Definition of a soulmate
A soulmate is a person to whom you can reveal your real self. Even if they are not your perfect match. A soulmate plays the role of a mirror. They reflect back the aspects of your personality that are stopping you from revealing your true colours.
Pop culture has given all of us a similar vision of a soulmate. But is it, the real one?
Here is a story about someone who found their soulmate and fell in love with them.
When I was a little girl I imagined that my soulmate would be the person I meet and fall in love with. That we’d spend our lives together. I thought so because this was what novels, poems, songs and films said it is. I wanted, craved for this love. When I was still a child, my heart was wide open, I was impatient to find such kind of love. I was not afraid but couldn’t realize how weak I was. Only wanted to experience this incredible feeling.
But I understood that this kind of love is all around. It comes from our spirit, from our soul. That’s what I’ve learnt from my love experience. We could revive love easily. Even if it is sometimes hidden. This could happen when we meet other people. Or if we have contact with animals. And even if spend some time in nature. I understood that through our experiences we ourselves become a physical form of love.

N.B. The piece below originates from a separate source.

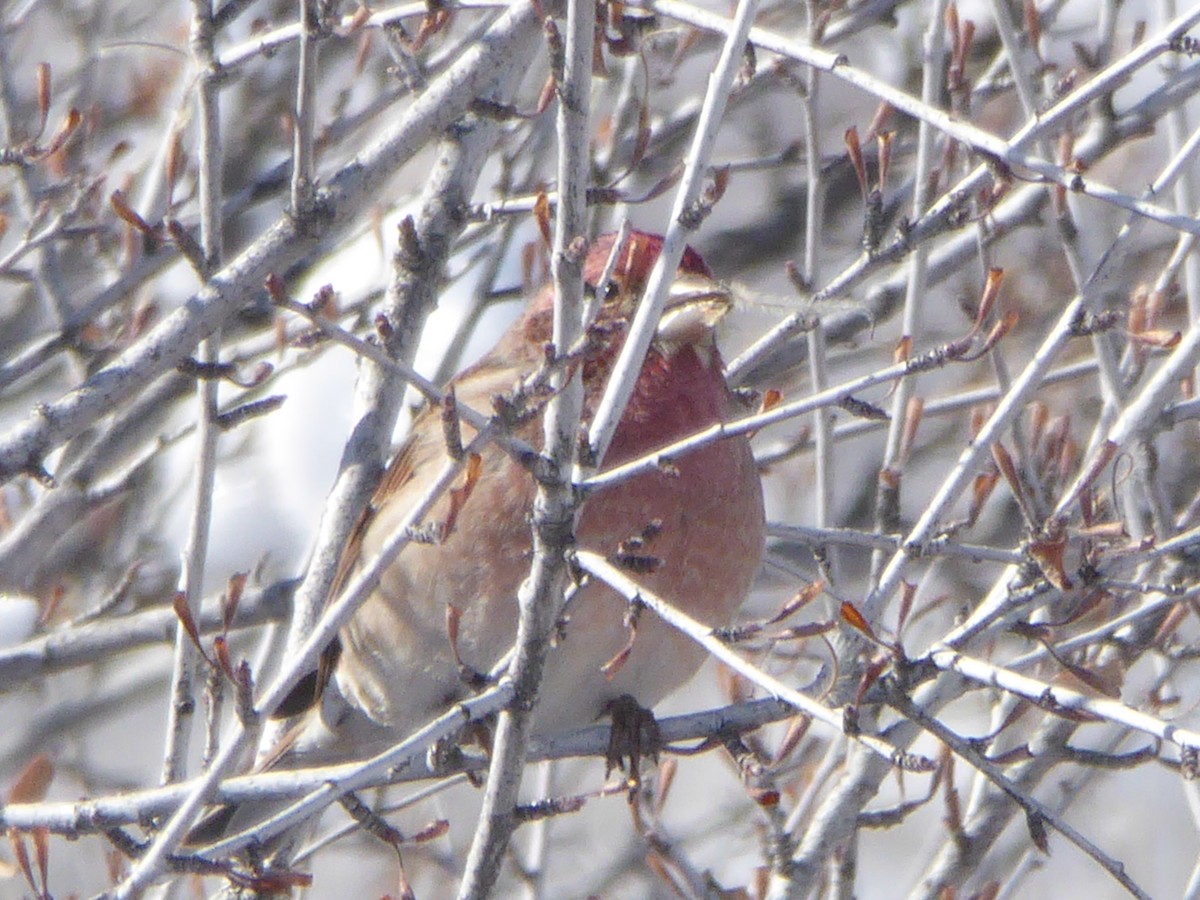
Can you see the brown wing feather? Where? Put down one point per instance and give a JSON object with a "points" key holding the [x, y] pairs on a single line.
{"points": [[307, 691]]}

We want to recognize ourselves in someone
Another lesson I learnt is that when we search for love we search for ourselves. We need someone in who we could recognize our personality. I will tell you about the first love in my life. It’s the love coming from my family and the circle I was brought up in. I remember my parents’ and grandparents’ friends being around us the whole time. They were my circle, my people. We were strongly connected with each other.

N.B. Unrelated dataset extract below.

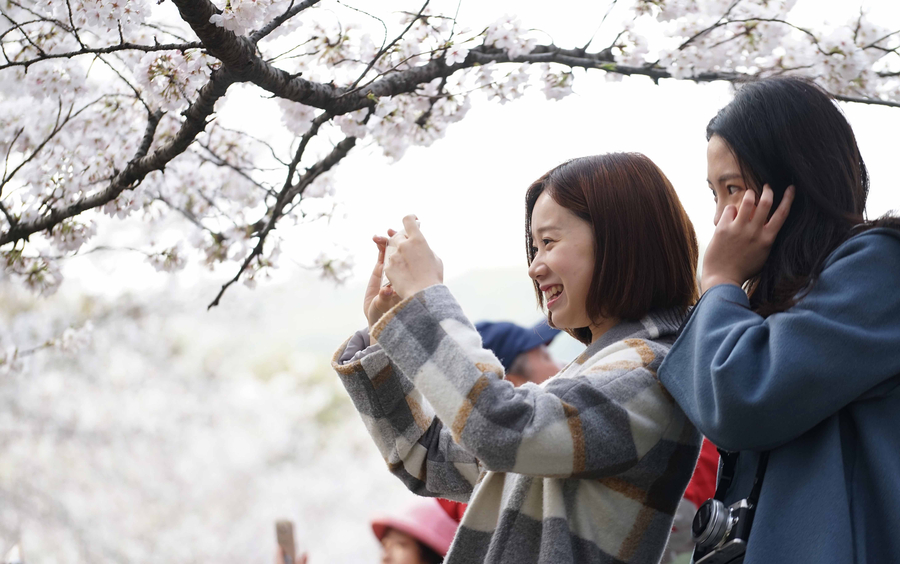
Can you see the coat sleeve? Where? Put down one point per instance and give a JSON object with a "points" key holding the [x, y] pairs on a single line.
{"points": [[594, 423], [414, 443], [753, 383]]}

I felt loved and appreciated
I want to tell you about my mom’s closest friend, Connie. She had dark hair and a slim body but her most beautiful trait was her vivid and contagious laugh, always accompanied by a broad smile. She was a woman with a free spirit and used to take me from daycare with her Volkswagen bug. Then the whole afternoon we’d giggle, play or have a delicious snack. She would make pictures which she’d show me later. These were the first photos I’d seen. They were black and white at the time and nature looked amazing on them. In these moments I realized how connected with it we are.
A different kind of love
Connie moved to live in Austin some years later. However, she stayed close to my family and visited us often. She loved camping and always took me and my brother with her. Every time she came to our place, she preferred staying outside and camped there instead of sleeping in the house. She exchanged her VW Bug for an old-fashioned Volkswagen bus and named it “Oscar.” It was teal and had a huge VW emblem in the front with a tire. She used to come by this bus every time she visited my family. And I and my brother spent all evenings with her on the bus which she always parked in front of the house.
Connie loved me and I felt the same for her. She showed me a different kind of love. Love which taught me how to play. Love that stimulated my spirit for adventures and my creativity.